The UK Armed Forces are helping to "open doors" in the African countries they operate in, a senior British diplomat in Malawi has told Forces News.

UK foreign policy is being put under the spotlight as the Government works to redefine its post-Brexit position - meaning building and maintaining relationships with nations around the world is set to become a priority. 

Prime Minister Boris Johnson wants Africa to become a key partner as the Government pushes its 'Global Britain' brand.

The British High Commissioner in Malawi, Holly Tett, has told Forces News the UK Armed Forces play a "huge role" in making sure the country remains relevant on the continent.

"The fact that we have left the EU [European Union] does not mean that we are leaving our responsibilities as a global international player," Ms Tett said.

"All of us need to work together to make sure we are relevant and continue to be relevant internationally.

"I think of course the British Army has a huge role to play in that."

The military are currently running training courses for troops in 14 African nations ahead of deployment on United Nations peacekeeping missions.

Malawi Defence Force troops learn tactical skills from British personnel.
Malawi Defence Force troops learn tactical skills from British personnel.

Coordinated by the British Peace Support Team (BPST), whose headquarters are in Nairobi, Kenya, Short Term Training Teams (STTT) respond to requests from African governments to share their skills.

One of those is Malawi, a nation that deploys hundreds of troops every year to the MONUSCO mission in the Democratic Republic of Congo. 

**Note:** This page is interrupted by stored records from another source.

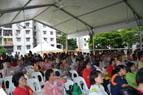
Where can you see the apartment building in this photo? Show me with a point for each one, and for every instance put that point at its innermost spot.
(6, 37)
(23, 36)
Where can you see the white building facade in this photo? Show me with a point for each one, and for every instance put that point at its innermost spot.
(6, 37)
(82, 43)
(21, 37)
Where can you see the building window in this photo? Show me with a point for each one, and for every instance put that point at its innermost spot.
(18, 39)
(27, 24)
(51, 32)
(0, 32)
(27, 39)
(8, 26)
(17, 32)
(45, 32)
(52, 45)
(27, 31)
(7, 32)
(0, 41)
(45, 39)
(28, 46)
(19, 47)
(44, 26)
(52, 39)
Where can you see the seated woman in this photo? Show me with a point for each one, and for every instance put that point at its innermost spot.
(54, 85)
(9, 71)
(131, 74)
(118, 81)
(46, 65)
(96, 87)
(21, 87)
(129, 91)
(86, 73)
(20, 67)
(139, 80)
(111, 66)
(38, 67)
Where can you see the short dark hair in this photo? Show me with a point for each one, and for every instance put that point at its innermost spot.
(16, 77)
(139, 76)
(117, 69)
(129, 91)
(129, 65)
(111, 61)
(94, 74)
(48, 74)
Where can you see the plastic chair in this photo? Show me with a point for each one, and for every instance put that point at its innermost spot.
(34, 84)
(73, 73)
(39, 77)
(82, 84)
(9, 86)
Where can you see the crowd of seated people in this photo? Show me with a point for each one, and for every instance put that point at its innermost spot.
(113, 68)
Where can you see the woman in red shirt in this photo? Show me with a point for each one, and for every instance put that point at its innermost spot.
(86, 73)
(21, 87)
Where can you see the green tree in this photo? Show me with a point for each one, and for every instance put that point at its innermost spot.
(115, 39)
(2, 50)
(62, 40)
(72, 44)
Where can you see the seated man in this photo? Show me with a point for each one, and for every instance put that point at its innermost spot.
(20, 67)
(9, 71)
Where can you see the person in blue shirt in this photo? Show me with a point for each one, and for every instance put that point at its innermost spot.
(118, 81)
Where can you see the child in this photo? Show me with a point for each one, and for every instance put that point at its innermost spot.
(95, 80)
(118, 81)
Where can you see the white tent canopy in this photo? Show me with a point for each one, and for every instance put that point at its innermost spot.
(97, 15)
(44, 47)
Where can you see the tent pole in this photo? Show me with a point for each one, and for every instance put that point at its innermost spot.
(66, 43)
(140, 32)
(93, 42)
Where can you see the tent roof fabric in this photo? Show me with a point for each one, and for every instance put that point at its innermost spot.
(44, 47)
(99, 15)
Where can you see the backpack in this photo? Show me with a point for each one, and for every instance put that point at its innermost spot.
(74, 90)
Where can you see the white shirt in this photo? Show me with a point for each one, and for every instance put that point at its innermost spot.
(97, 90)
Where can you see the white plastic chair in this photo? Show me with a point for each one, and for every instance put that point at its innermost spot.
(39, 77)
(73, 73)
(9, 86)
(82, 84)
(34, 84)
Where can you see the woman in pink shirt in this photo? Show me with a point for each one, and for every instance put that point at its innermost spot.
(86, 73)
(54, 85)
(139, 80)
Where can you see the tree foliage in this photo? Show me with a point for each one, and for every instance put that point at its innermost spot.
(71, 42)
(2, 50)
(115, 39)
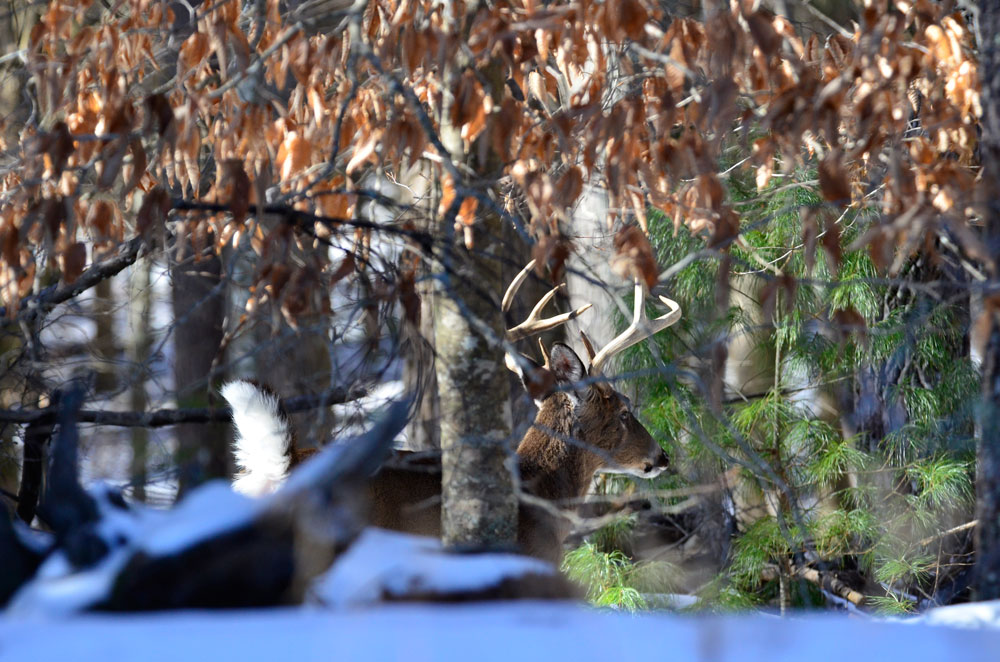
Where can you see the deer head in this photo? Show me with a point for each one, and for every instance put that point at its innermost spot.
(583, 425)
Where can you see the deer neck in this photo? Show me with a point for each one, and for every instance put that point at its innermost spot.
(552, 466)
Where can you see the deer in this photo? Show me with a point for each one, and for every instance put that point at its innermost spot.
(583, 427)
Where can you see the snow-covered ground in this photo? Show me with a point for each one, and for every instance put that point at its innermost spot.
(498, 631)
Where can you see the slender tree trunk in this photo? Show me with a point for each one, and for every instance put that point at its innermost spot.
(105, 346)
(987, 583)
(478, 462)
(198, 303)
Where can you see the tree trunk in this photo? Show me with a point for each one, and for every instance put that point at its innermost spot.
(987, 582)
(479, 505)
(419, 376)
(478, 463)
(198, 306)
(140, 343)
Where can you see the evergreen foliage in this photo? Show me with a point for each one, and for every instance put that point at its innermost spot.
(857, 449)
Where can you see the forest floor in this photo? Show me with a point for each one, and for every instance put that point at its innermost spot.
(500, 631)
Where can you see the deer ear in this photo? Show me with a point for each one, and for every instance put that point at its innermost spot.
(565, 364)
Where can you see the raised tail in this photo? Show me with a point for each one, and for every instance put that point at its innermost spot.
(263, 441)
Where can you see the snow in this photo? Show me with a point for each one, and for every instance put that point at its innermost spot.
(483, 632)
(261, 440)
(210, 510)
(971, 615)
(386, 563)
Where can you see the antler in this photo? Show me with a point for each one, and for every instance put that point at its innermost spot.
(640, 329)
(535, 323)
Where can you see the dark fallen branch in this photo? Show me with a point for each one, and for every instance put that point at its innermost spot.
(825, 580)
(36, 438)
(305, 219)
(53, 295)
(164, 417)
(66, 506)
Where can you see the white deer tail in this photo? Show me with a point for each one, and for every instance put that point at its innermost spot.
(262, 444)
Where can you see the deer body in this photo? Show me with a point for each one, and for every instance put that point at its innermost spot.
(583, 426)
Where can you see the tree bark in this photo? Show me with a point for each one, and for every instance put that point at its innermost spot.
(478, 461)
(141, 341)
(987, 576)
(198, 306)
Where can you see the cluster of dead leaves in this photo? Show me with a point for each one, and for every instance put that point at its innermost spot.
(547, 96)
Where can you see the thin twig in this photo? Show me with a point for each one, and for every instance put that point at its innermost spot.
(163, 417)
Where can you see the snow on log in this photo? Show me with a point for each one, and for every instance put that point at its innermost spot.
(387, 566)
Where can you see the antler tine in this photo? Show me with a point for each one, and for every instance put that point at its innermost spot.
(545, 353)
(640, 328)
(535, 323)
(515, 285)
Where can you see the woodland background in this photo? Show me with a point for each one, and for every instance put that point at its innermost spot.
(331, 197)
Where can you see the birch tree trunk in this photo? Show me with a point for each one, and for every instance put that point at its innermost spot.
(140, 344)
(479, 505)
(478, 498)
(198, 306)
(987, 583)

The mission aims to protect civilians from the threat of terrorist groups and sexual assault. 

But the training partnership also aims to have long-term benefits to international security. 

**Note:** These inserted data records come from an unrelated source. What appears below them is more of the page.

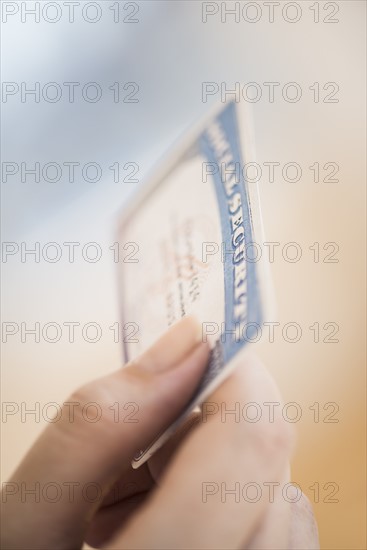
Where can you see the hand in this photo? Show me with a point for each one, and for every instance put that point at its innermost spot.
(85, 488)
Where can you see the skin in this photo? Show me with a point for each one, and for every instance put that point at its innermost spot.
(160, 505)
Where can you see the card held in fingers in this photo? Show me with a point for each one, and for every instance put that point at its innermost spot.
(194, 245)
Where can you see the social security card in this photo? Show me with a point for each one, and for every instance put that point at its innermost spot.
(197, 231)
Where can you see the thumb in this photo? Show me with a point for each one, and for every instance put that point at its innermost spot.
(61, 482)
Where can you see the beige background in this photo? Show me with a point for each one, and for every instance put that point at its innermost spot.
(303, 212)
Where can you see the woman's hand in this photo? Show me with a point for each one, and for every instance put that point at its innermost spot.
(85, 489)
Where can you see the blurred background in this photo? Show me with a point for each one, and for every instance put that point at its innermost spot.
(156, 55)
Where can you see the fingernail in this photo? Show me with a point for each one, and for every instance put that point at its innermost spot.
(180, 339)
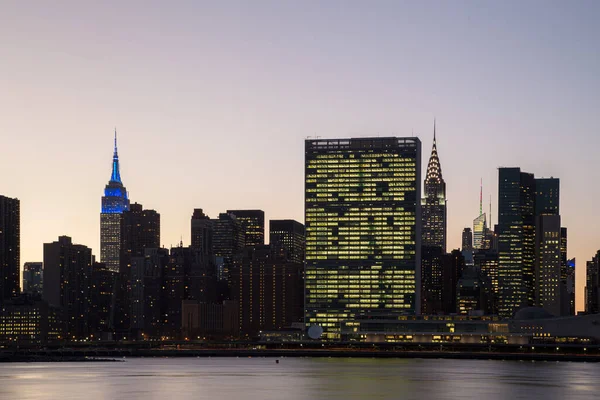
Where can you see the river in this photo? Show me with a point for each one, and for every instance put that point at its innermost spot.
(298, 378)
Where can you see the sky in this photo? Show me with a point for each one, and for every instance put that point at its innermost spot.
(212, 102)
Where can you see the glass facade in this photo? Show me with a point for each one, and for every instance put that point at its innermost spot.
(362, 231)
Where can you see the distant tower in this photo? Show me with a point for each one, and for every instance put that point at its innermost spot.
(433, 234)
(114, 202)
(479, 224)
(433, 205)
(10, 241)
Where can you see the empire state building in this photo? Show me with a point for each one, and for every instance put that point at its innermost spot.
(114, 202)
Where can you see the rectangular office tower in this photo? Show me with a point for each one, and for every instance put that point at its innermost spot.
(67, 274)
(363, 239)
(287, 236)
(253, 224)
(516, 243)
(10, 242)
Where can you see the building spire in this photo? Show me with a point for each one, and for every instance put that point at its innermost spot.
(116, 176)
(434, 168)
(491, 211)
(481, 197)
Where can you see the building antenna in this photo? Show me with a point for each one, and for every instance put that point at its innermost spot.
(481, 197)
(490, 211)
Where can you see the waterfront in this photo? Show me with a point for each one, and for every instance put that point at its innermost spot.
(299, 378)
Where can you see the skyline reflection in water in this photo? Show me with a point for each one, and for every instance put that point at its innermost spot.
(298, 378)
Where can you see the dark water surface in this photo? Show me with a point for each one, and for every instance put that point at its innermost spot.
(299, 378)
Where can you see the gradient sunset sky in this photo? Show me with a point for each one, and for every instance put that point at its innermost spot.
(213, 100)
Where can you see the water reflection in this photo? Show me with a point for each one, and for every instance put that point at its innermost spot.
(262, 378)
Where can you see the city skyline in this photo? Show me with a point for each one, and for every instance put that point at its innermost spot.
(176, 127)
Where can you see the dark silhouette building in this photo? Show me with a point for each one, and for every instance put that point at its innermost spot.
(472, 293)
(210, 320)
(432, 280)
(102, 291)
(202, 232)
(453, 265)
(67, 279)
(156, 262)
(516, 242)
(140, 230)
(114, 202)
(467, 239)
(592, 285)
(33, 277)
(485, 262)
(253, 225)
(288, 237)
(268, 288)
(571, 268)
(10, 247)
(29, 320)
(363, 229)
(228, 240)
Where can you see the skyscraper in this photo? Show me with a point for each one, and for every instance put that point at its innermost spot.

"They [the British military] really open doors for me," Ms Tett said.

"It’s a great way to open conversations with the president, with senior ministers and with others to talk about our security partnership."

The military's relationship with Malawi is already strong.

The British Army has been supporting rangers in National Parks to tackle the illegal wildlife trade, while soldiers from the STTT have been sharing tactical skills with the Malawi Parachute Battalion ahead of their deployment to the Democratic Republic of Congo in six months time.

"We’re setting the standard for them to then to teach on their pre-deployment," said Sergeant Will Slater, 1st Battalion The Grenadier Guards.

"We are actually going to be picking instructors to come back and involve themselves with a pre-deployment with another STTT team that’s coming out.

"Everyone’s then going to teach the same - so they're going to be teaching British doctrine in the British Army way.

"It'll set them for success with the deployment, then."

British troops have been working with the Malawi Parachute Battalion.
British troops have been working with the Malawi Parachute Battalion.

Lieutenant Colonel Freddie Grounds coordinates the training in Malawi and praised the work of both militaries.

"They [the Malawi Defence Force] are the most proactive and forward-leaning military that I work with and they’re just really easy to do business with," he told Forces News.

"To be honest with you, it’s our British soldiers that come out here and deliver the training, I just set them up and point them in the right direction.

"It never ceases to amaze me just how good our soldiers are.

"They have an amazing ability to develop a rapport very quickly with whichever military it is and the quality of the training that they deliver is absolutely first class."

However, success for the military in Africa does not mean a continued and constant presence.

The BPST wants to equip African defence forces with enough skills and experience so they themselves can lead - and then, the BPST say, they will eventually step back.